自分で認識できない部分の内、自分の外部に属する多くについては、剥がせている方だとは思う。想像や決めつけには、こうあって欲しいという願望が含まれている為、自分が好ましく感じる恣意的な因果が入り込んでいる筈であり、基本的にそういう類の物語性は排除して生きてきたつもりである。だが「自ら選択し生きている人生」という意味での物語性まで失っている可能性に気付いたのは、ここ1.2年のことだ。自分が何かをするという経験は「自分が何者なのか」が定まっていないと、ただの行為、情報としてのみ認識される。自分からの評価がつかない。評価をしないまま放置していると、どうでもいいことになってしまい記憶に残らない。その時に応じて何かしら行為をしていながら、自分の物語を生きている実感がないのである。
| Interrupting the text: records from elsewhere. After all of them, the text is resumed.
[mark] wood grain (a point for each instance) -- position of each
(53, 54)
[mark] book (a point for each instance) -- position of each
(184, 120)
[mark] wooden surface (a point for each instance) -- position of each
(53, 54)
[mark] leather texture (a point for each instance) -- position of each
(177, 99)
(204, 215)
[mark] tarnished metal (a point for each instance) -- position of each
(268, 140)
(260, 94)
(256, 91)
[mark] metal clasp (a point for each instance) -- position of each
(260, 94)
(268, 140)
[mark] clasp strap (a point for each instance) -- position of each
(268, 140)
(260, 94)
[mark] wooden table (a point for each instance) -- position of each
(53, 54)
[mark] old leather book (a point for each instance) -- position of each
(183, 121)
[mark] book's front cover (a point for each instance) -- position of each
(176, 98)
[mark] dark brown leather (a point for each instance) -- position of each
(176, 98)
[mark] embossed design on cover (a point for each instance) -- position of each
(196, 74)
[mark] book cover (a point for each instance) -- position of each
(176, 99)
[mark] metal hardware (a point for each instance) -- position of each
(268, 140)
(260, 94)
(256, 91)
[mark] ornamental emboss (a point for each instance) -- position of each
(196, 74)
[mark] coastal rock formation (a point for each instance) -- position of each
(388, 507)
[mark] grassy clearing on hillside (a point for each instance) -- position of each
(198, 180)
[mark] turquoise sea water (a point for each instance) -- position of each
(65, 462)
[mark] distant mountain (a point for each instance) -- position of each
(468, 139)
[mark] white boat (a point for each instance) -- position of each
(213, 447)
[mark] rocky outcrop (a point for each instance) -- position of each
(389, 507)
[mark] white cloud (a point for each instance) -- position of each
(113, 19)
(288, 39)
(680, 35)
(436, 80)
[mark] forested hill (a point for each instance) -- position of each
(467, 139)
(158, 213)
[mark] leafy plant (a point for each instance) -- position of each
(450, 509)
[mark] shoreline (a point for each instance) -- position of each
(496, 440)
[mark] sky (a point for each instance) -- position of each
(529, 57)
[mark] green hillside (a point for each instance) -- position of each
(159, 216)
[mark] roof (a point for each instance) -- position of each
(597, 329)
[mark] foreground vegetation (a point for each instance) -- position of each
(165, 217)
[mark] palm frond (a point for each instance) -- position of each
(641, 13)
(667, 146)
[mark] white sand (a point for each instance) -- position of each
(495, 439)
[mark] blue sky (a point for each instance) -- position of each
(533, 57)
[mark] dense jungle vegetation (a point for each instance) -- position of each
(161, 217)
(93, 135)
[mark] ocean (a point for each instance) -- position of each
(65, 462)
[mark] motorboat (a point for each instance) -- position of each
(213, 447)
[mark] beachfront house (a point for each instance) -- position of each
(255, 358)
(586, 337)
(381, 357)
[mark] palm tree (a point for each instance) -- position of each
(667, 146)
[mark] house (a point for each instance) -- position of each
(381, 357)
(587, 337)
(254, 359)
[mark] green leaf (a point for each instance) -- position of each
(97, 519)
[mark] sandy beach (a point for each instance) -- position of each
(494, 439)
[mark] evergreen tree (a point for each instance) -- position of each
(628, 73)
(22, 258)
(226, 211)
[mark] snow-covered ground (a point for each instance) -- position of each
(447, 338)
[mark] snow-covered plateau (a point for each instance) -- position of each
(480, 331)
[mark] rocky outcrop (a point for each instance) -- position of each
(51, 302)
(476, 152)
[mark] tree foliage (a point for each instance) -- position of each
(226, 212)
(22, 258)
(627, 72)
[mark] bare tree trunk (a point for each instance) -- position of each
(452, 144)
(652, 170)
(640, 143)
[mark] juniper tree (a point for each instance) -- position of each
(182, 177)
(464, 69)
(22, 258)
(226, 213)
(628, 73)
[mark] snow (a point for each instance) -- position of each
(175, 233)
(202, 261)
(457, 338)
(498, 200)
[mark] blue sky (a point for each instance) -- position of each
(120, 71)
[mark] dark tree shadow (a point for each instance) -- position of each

自分の内部にもある認識出来ない部分とは別に、そもそも自分で作らなければ埋められない闇がある。その一つが「自分が何者なのか」だ。答は自由に決められるが、決めなくても生きてはいける。出来事は起こり続け自分に打ち寄せ続ける以上、自分らしきものは不明だが確かに存在する。打ち寄せる波に乗って移動したり、知らない間に変化していたり、受け身に徹する生き方である。何も求めないので手に入れる喜びはなくなるが、その代わりよほどひどいものごとでなければ何でも楽しめる。期待しないのでひどいものごとが来てもがっかりしなくて済む。私も「固執しないことに固執する」という一見矛盾したような思いを持つ自覚が「個性的である」という自負にまで育ってしまい、それ以上社会的な自分は選択してこなかった。自分の人生の意味、目的を考えようとした途端に「人生に意味はなく、生きているから生きているのであり目的は死ぬまで生きることだ」といった考えが思考の邪魔をするのも、自分の中にある社会性の軽視、社会的に何者であろうとするのか、その決定を避けてきた為かと思われる。選ばない生き方を選んだとも言えるが「偶々生まれて死ぬまで生きました。おしまい」以上の物語にはならないのである。昔は私もそれで結構だった訳だが、楽過ぎて自尊心は全く持てなかった。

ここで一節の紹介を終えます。